We first note that, contrary to Jones's argument, the traffic stop itself was not illegal. Rogers observed Jones's vehicle veering over the middle yellow line as well as the white fog line. A reasonable officer would have stopped the vehicle under these facts. See generally Rogers v. State, 253 Ga.App. 863, 864(1), 560 S.E.2d 742 (2002). Evidence was presented showing that the reason for Jones's brief detention was not simply the suspicion of illegal activity but instead was for the legitimate purpose of performing a driver's license check. Id. As discussed above, Rogers called the canine unit while he was running a license check, *564 and that unit arrived less than three minutes later. Some evidence therefore supports the trial court's conclusions that "the traffic stop had been neither abandoned nor concluded at the time of the walk-around" and that "there was no prolonged detention beyond the traffic stop." Because Jones was validly detained for only a brief period of time, Rogers "was free to have the handler walk the dog around the car, as use of a trained drug detection dog, in a location where he is entitled to be, to sniff the exterior of a container, is not an unreasonable search." (Citations, punctuation and footnote omitted.) Id. Once the dog alerted on the outside of the car, the officers had probable cause to believe that contraband would be found inside and were authorized to conduct a search. Id.

In addition, the court correctly concluded that "Rogers had reasonable suspicion to believe that [Jones] was involved in criminal activity" and that his continued detention was therefore authorized. "To justify additional questioning of a driver and the search of a vehicle following a routine traffic stop, an officer must have reasonable suspicion of criminal conduct.... While this suspicion need not meet the standard of probable cause, it must be more than mere caprice or a hunch or an inclination." (Citations and footnote omitted.) Gary v. State of Ga., 249 Ga.App. 879, 880(1), 549 S.E.2d 826 (2001).

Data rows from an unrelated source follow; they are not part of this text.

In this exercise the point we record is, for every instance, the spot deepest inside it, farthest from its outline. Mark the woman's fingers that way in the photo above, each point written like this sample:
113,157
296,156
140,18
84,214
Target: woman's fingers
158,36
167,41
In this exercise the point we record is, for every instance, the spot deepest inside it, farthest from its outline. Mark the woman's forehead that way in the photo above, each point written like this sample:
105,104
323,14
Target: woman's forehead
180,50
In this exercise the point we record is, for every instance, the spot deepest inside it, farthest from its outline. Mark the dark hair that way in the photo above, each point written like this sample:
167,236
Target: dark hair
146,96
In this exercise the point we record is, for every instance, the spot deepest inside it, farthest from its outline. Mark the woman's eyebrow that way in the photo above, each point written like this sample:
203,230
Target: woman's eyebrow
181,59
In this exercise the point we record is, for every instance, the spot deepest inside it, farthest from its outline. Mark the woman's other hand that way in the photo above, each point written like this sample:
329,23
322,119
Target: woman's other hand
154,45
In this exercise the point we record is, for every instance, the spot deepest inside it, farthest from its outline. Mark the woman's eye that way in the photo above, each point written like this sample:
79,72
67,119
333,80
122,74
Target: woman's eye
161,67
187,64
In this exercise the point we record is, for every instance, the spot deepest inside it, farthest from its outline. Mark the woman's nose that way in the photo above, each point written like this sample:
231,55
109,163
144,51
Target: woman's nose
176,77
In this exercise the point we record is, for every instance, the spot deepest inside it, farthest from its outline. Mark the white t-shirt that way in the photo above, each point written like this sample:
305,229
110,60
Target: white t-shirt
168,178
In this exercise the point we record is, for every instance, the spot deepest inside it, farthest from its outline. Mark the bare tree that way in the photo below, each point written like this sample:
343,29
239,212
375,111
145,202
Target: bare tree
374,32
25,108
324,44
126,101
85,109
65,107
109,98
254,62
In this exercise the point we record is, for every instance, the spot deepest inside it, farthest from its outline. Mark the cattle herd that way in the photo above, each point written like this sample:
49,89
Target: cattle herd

While Rogers was pulling Jones over, he clearly observed Jones "making furtive movements and reaching under the seat on the passenger side of the vehicle." When questioned by Rogers, Jones appeared to be nervous and was "sweating profusely," and he denied making these movements. This evidence supports the trial court's conclusion that this "denial of actions clearly seen by Officer Rogers led him to suspect [Jones] of concealing something under the seat." It is indeed well established that extreme nervousness alone does not constitute a valid reason for detention based on suspicion of criminal activity. See, e.g., State v. Thompson, 256 Ga.App. 188, 190, 569 S.E.2d 254 (2002); Montero v. State, 245 Ga.App. 181, 184, 537 S.E.2d 429 (2000); Migliore v. State of Ga., 240 Ga.App. 783, 786, 525 S.E.2d 166 (1999); Simmons v. State, 223 Ga.App. 781, 782(2), 479 S.E.2d 123 (1996). But Jones's nervous behavior, in addition to Rogers's clear observation that Jones appeared to be hiding something and Jones's denial of this behavior, constituted evidence on which the trial court could conclude that under the totality of the circumstances, Rogers had a reasonable, articulable suspicion of criminal activity justifying a brief detention. See generally Quinn v. State, 268 Ga. 70, 485 S.E.2d 483 (1997) (while approaching suspects, deputy noticed one placing something under seat of car). "The period of detention while waiting for the drug dog was minimal," Gary, supra at 880-881(1), 549 S.E.2d 826, and the trial court was authorized to deny Jones's motion to suppress.

Judgment affirmed.

ELDRIDGE and ELLINGTON, JJ., concur.